Detentos de São Paulo poderão passar o Natal em casa com suas famílias, já o cidadão cumpridor de seus deveres, não.

Diante a determinação do governador de São Paulo, João Dória, que pretende proibir as reuniões privadas e familiares no Natal, conceder a “saidinha de Natal” a detentos não parece uma decisão coerente.

Cristina Barroso
(REPRODUÇÃO)
Todos os anos, quando se aproxima o Natal, alguns detentos podem passar as festas de final de ano fora do presídio, em razão do "indulto de Natal" a eles concedido.
 
O indulto natalino, é um verdadeiro perdão aos condenados por determinados crimes, ensejando a extinção de suas penas. O preso sai do estabelecimento prisional para nunca mais voltar, pois sua pena fica extinta.

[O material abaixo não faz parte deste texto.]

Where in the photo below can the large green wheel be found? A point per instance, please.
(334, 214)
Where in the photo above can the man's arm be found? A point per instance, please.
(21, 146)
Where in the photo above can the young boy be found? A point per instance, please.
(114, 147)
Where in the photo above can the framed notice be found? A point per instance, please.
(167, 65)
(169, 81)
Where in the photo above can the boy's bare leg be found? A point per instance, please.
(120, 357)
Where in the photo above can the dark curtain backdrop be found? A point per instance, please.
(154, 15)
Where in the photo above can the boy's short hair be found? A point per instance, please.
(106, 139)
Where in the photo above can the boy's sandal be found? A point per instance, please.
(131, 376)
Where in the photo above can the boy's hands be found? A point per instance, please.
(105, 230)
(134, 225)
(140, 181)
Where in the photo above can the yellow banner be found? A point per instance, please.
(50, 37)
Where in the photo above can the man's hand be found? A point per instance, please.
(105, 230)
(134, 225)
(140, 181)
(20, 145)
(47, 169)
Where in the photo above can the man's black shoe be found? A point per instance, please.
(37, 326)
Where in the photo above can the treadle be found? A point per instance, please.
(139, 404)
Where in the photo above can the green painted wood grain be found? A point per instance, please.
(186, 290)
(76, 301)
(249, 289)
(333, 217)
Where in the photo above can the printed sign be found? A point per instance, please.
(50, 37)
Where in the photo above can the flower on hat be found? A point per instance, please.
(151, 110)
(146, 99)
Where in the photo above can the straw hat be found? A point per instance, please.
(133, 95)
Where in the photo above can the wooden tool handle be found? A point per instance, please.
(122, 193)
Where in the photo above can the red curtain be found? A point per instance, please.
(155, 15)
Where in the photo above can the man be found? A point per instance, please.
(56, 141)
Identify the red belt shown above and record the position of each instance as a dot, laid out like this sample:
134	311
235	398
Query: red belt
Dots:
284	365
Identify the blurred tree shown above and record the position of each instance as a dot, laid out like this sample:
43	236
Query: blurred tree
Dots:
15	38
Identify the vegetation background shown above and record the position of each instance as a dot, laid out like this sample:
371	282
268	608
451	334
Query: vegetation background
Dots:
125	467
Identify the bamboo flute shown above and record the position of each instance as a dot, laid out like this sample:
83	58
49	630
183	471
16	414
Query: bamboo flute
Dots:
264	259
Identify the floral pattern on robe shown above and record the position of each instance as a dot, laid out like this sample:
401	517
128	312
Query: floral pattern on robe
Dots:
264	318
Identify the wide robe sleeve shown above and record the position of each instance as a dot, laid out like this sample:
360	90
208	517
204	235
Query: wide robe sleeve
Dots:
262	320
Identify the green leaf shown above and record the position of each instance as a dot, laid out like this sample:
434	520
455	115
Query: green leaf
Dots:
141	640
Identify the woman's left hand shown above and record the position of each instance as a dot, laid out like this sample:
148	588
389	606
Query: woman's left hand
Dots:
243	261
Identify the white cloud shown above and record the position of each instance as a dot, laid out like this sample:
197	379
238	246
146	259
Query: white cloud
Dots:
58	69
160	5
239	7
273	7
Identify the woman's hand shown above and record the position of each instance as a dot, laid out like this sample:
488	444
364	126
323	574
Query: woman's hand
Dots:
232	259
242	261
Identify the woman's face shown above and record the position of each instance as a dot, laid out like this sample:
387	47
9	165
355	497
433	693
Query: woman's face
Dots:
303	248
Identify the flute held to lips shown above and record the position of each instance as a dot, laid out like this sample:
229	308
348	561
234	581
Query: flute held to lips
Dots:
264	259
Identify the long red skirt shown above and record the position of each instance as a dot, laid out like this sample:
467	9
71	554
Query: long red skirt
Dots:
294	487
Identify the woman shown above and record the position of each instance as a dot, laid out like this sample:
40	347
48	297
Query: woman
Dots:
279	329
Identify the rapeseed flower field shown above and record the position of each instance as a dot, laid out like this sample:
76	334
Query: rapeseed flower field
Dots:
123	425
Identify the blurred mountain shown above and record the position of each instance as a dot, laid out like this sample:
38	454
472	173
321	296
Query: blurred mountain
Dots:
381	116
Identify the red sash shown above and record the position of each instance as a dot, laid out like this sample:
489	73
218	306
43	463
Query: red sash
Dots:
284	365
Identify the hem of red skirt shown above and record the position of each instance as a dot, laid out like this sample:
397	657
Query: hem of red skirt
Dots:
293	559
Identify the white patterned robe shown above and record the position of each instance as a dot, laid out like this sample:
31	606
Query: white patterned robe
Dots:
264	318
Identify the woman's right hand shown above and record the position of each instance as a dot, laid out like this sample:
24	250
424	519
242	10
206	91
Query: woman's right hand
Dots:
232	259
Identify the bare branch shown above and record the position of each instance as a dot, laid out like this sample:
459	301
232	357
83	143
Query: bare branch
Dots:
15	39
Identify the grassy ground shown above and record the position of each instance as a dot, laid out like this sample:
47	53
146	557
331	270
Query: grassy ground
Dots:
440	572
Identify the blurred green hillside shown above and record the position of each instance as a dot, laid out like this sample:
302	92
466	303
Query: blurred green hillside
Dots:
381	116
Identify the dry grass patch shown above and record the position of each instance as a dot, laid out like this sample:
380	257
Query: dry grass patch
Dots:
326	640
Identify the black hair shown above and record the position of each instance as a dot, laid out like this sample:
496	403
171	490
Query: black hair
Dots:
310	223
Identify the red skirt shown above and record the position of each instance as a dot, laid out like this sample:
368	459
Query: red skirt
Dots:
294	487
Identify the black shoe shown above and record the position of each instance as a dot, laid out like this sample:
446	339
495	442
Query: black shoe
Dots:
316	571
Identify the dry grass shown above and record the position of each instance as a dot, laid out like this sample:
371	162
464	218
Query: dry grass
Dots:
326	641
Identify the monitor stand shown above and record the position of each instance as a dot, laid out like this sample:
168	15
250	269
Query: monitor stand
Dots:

Tornou-se tradição o chefe do Executivo Federal conceder indulto coletivo em épocas natalinas, conforme permitido no artigo 84, XII da Constituição Federal. Já na “saidinha de Natal”o detento tem prazo estipulado para voltar ao sistema prisional.
 
Diante a determinação do governador de São Paulo, João Dória, que pretende proibir as reuniões privadas e familiares no Natal, conceder a “saidinha de Natal” a detentos não parece uma decisão coerente.
 
Departamento Estadual de Execuções Criminais (DEECRIM) liberou, nesta semana, a "saidinha do Natal" em São Paulo, a partir do dia vinte e dois de dezembro.
 
Essas liberações estavam proibidas desde março, por causa da pandemia de covid-19.
 
A "saidinha de Natal" vai durar até 5 de janeiro. A liberação ocorrerá às 6h (de Brasília) do dia vinte e dois. E o retorno tem que acontecer até 18h do dia cinco.
 
As "saidinhas" são liberadas para os presos que tenham cumprido 1/6 da pena e reincidente que tenham cumprido 1/4 dela. O bom comportamento é requisito para o benefício.
 
Esses presos estavam sem saídas desde março deste ano, por causa de uma decisão da Corregedoria Geral da Justiça, atendendo a uma solicitação da Secretaria da Administração Penitenciária de São Paulo.
 
Com as “saidinhas” de detentos impedidas desde o mês de março devido à pandemia do novo coronavírus, o Departamento Estadual de Execuções Criminais (DEECRIM) anunciou esta semana que a medida será retomada para a próxima data festiva.
Levando em consideração a nova decisão, os detentos de São Paulo que fazem parte do regime semi-aberto poderão deixar os centros de detenções entre os dias vinte e dois de dezembro e cinco de janeiro.
Devido à medida anterior, em que os presos se viam impossibilitados de deixar as penitenciárias por conta da pandemia, muitas fugas foram protagonizadas.
A decisão de suspender as saidinhas em março de 2020, havia sido anunciada pela Corregedoria Geral de Justiça, com base em uma solicitação da Secretaria de Administração Penitenciária de São Paulo.